Urlaubsgeld, Weihnachtsgeld, Bonus - welche Rechte hat der Arbeitnehmer?

19.04.2007
Von Markus Laumann

III. Rechtliche Grundlagen

Rechtliche Grundlage der jeweiligen Gratifikationszahlungen, unabhängig von ihrer Bezeichnung, sind regelmäßig die Arbeitsverträge, zusätzliche Individualvereinbarungen zwischen den Arbeitgebern und Arbeitnehmern, Richtlinien der Unternehmen mit allgemeiner Gültigkeit für alle Arbeitnehmer, Betriebsvereinbarungen sowie tarifvertragliche Regelungen. Darüber hinaus kann durch betriebliche Übung ein weiter Anspruch der Arbeitnehmer entstehen. Der Widerruf bzw. die Änderung dieser rechtlichen Anspruchsgrundlagen der Arbeitnehmer durch den Arbeitgeber kann nur unter bestimmten Voraussetzungen erfolgen. Regelmäßig ist sowohl bei Arbeitsverträgen als auch bei Individualvereinbarungen nur eine Aufkündigung oder Änderungskündigung durch den Arbeitgeber möglich. Die Änderung einer Betriebsvereinbarung ist nur unter Beteiligung des Betriebsrates mit dessen Zustimmung unter Erfüllung weiterer Voraussetzungen möglich. Die Änderung eines Tarifvertrages ist den Tarifvertragsparteien nur dann gestattet, wenn Öffnungsklauseln vorhanden sind und die in den Öffnungsklauseln beinhalteten tatsächlichen rechtlichen Voraussetzungen, wie z. B. eine wirtschaftliche Notlage des Unternehmens oder drohende Insolvenz objektiv erfüllt sind.

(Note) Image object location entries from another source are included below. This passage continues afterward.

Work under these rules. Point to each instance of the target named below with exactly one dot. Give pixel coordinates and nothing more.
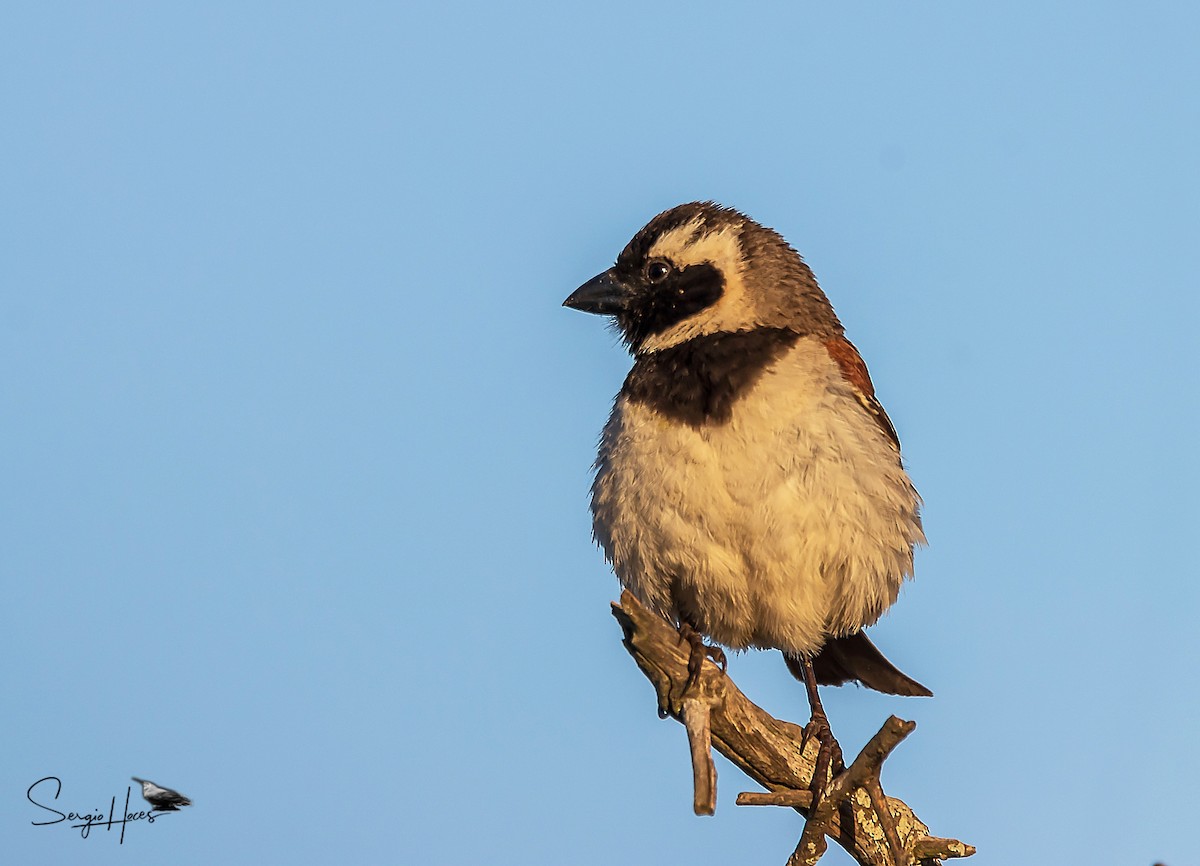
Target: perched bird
(749, 485)
(162, 799)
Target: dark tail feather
(855, 657)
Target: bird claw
(829, 761)
(697, 654)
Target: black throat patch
(699, 382)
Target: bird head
(701, 269)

IV. Rechte des Arbeitnehmers

Bei allen Gratifikationen, die als Zweck auf die zusätzliche Vergütung der Arbeitsleistung gerichtet sind, besteht der allgemeine Grundsatz, dass jede Leistung gleich zu vergüten ist. Im Einzelnen bedeutet dieses für die betroffenen Arbeitnehmer, dass ein Auskunftsanspruch gegenüber dem Arbeitgeber besteht, welche Kriterien bei der Bewertung und Berechnung des Bonusses zugrunde gelegt wurden und in welchem Zusammenhang die Bewertung des jeweiligen Arbeitnehmers im Vergleich zu anderen Kollegen auf vergleichbaren Positionen oder Stellen erfolgte.

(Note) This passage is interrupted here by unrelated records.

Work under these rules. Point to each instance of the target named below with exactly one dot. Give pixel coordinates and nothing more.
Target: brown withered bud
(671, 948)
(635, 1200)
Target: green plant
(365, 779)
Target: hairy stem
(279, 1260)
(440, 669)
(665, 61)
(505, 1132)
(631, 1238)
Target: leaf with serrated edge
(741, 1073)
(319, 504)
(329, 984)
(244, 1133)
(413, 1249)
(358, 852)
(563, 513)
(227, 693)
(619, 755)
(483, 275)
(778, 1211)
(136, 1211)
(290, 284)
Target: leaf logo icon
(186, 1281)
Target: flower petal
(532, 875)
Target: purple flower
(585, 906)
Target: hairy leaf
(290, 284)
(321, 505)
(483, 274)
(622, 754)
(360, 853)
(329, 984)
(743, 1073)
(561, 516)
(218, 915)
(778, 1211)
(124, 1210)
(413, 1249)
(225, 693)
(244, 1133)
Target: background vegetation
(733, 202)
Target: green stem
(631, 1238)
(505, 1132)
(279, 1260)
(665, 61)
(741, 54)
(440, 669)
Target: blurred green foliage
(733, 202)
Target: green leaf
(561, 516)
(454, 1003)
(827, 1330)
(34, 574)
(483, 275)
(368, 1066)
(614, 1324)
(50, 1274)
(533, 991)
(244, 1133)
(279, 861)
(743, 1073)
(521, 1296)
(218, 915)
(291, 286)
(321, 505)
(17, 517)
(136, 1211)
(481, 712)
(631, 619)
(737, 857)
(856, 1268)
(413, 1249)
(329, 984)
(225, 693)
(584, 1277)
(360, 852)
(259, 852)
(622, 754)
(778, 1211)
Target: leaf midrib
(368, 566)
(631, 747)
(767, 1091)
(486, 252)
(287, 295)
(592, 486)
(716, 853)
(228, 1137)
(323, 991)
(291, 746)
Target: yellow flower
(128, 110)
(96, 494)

Bei Zielvereinbarungen oder Bonuszahlungen nach den Grundsätzen des "MBO" hat der Arbeitnehmer einen Anspruch darauf, dass die Zielvorgaben und deren Bewertung genau definiert sind und die Bewertung durch den Arbeitnehmer überprüfbar und nachvollziehbar vorgenommen wurde. Insbesondere vor dem Hintergrund des im August 2006 in Kraft getretenen Allgemeinen Gleichbehandlungsgesetzes (AGG) und dem bereits seit langem bestehenden "betrieblichen Gleichbehandlungsgrundsatz" ist das Verbot der Ungleichbehandlung durch den Arbeitgeber stark ausgeprägt. Eine Ungleichbehandlung darf nur aufgrund eines sachlichen Grundes erfolgen und nicht willkürlich sein. Der einfache Sachvortrag des Arbeitnehmers und die entsprechende Beschwerde bei seinem Vorgesetzten führt dazu, dass dieser die Bewertung der Leistung und die Berechnung des Bonusses darlegen muss und im Falle eines gerichtlichen Verfahrens bei einfachem Sachvortrag die volle Beweislast und Darlegungslast der Behauptung des Arbeitnehmers beim Arbeitgeber liegt.